All five genes, which form a transcription unit, are served by a single promoter. (Recall that a promoter is a place on DNA where RNA polymerase may bind and start transcription; as shown in the image attached above, Figure 17.8.) Thus, transcription produces a single lengthy mRNA molecule that codes for the five polypeptides that comprise the enzymes of the tryptophan pathway (as shown in the image attached above, Figure 18.3a). Because the mRNA is interrupted by start and stop codons that signify where the coding sequence begins and ends, the cell can translate it into five distinct polypeptides.
The term activator refers to the regulatory protein, called cAMP receptor protein (CRP), which is an activator, a protein that binds to DNA and stimulates transcription of a gene.
An animal virus with an envelope—a membrane outer layer—uses it to infiltrate the host cell.
Viral glycoproteins protrude from the envelope's outer surface and bind to particular receptor molecules on the surface of a host cell. The events in the replicative cycle of an enveloped virus with an RNA genome are depicted.

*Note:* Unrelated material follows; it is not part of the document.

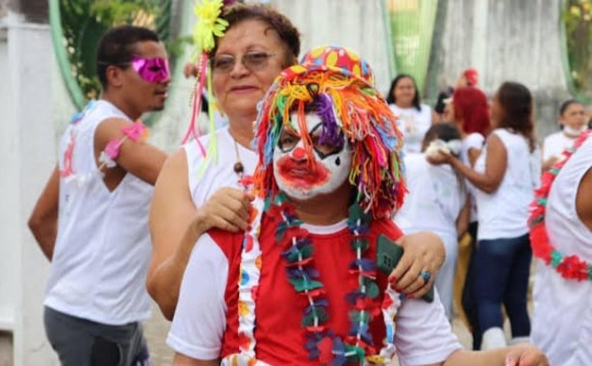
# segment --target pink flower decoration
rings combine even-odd
[[[119,157],[120,146],[119,140],[115,139],[110,141],[107,144],[107,146],[105,146],[105,153],[112,160],[117,159]]]
[[[121,129],[123,134],[132,141],[137,141],[145,136],[146,126],[141,122],[136,122],[131,126]]]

The protein portions of the envelope glycoproteins are made by ribosomes attached to the host cell's endoplasmic reticulum (ER), and the sugars are added by cellular enzymes in the ER and Golgi apparatus. The resultant viral glycoproteins are delivered to the cell surface, incorporated into the host cell membrane.
Some viruses have envelopes that aren't made of the plasma membrane. Herpesviruses, for example, are briefly coated in membrane generated from the host's nuclear envelope; they subsequently shed this membrane in the cytoplasm and gain a new envelope created from the Golgi apparatus membrane.
These viruses have a double-stranded DNA genome and reproduce within the nucleus of the host cell by employing a mix of viral and cellular enzymes to duplicate and transcribe their DNA. In the case of herpesviruses, copies of viral DNA can persist as mini-chromosomes in the nuclei of certain nerve cells. They stay dormant until some kind of physical or mental stress is activated.
Retroviruses are RNA animal viruses with the most complex replication cycles (class VI). These viruses feature a reverse transcriptase enzyme that transcribes an RNA template into DNA, resulting in an RNA S DNA information flow that is the opposite of the typical direction.
Retroviruses get their name from this unique occurrence (retro means "backward"). HIV (human immunodeficiency virus), the retrovirus shown, is of particular medical relevance since it causes AIDS (acquired immunodeficiency syndrome). HIV and other retroviruses are enclosed viruses that include two identical single-stranded RNA molecules and two reverse transcriptase molecules.
Viruses do not match our concept of a living entity. A virus that has been isolated is physiologically inactive, unable to reproduce its genes or regenerate its own ATP. It does, however, have a genetic design written in the universal language of life.
Viruses and prions are dangerous diseases in both animals and plants. Virus-related symptoms can be produced by either direct viral damage to cells or by the body's immunological response. Vaccines boost the immune system, allowing the host to fight itself against particular pathogens.
An epidemic, or widespread breakout of a disease, has the potential to become a pandemic or worldwide epidemic.
Outbreaks of developing viral illnesses in humans are often triggered by existing viruses that expand their host region. The H1N1 2009 flu virus was a novel mix of viral genes from pigs, humans, and birds that produced a pandemic.
The H5N1 avian flu virus has the potential to produce a flu pandemic with a high death rate. Viruses can also infiltrate plant tissues.
Bacteria use a variety of defense mechanisms against phage infections, including the CRISPR-Cas system.
Many animal viruses have a protective envelope. Retroviruses (such as HIV) employ the reverse transcriptase enzyme to convert their RNA genome into DNA, which may then be incorporated into the host genome as a provirus.
Because viruses can only multiply within cells, they most likely arose after the earliest cells, maybe as packed pieces of cellular nucleic acid.